UK banks have already paid out billions of pounds on PPI mis-selling claims and the total bill is tipped to exceed £12bn.
In light of the flurry of mis-selling claims, a number of Britain's biggest banks revealed over the last year that they would be adding more to the compensation pot.
In October, Barclays added another £700m to its PPI compensation fund, bringing its payout pot to £2bn.
Initially, it set aside £1bn in 2011 and £300m it added in the first quarter of 2012.
In November, RBS significantly missed analyst expectations and posted a sharp decline in third quarter results, after adding another £400m to its PPI compensation pot, increasing the total amount to £1.7bn.
Meanwhile, Lloyds revealed it has employed 6,000 people to process PPI mis-selling claims and has set aside a total of £5.3bn in payouts.
'PPI Akin to an Oil Spill'
In October 2012, Martin Wheatley, the FSA's managing director, unveiled his plans to overhaul the financial services industry by promoting greater competition and a more stable and transparent and market in the hope of eventually rebuilding trust, when he becomes the Financial Conduct Authority's chief executive designate this year.
In a 32-page "Journey to the FCA" report Wheatley outlined how "PPI is akin to an oil spill in terms of its ongoing damage".

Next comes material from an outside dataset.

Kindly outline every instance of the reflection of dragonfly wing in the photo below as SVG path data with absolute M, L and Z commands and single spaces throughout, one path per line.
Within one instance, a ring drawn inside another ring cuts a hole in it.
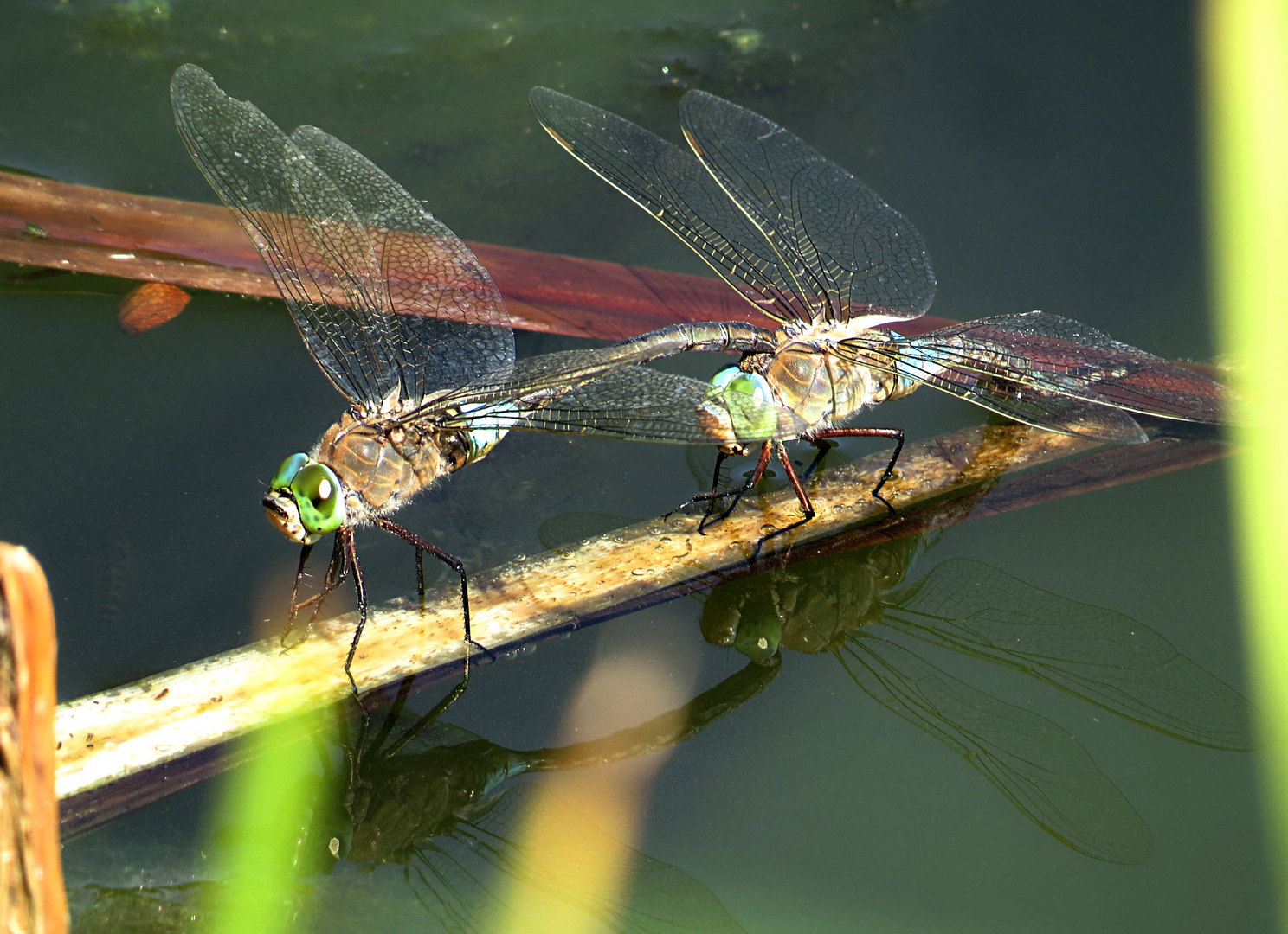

"One of the key lessons we have learned from previous market failures such as PPI is that it can be much more effective to intervene early; to pre-empt and prevent widespread harm to consumers from happening in the first place, rather than clear up after the event," added the report.
An example of what this could mean in practice is in the diagram below [Fig. 1].
"This sets out how the PPi issue developed over a number of years, in terms of the number of customers affected (incidence) and the amount of harm suffered (severity).We will aim to prevent any issue ending up in the red zone, which represents many customers and high amounts of harm," says the report.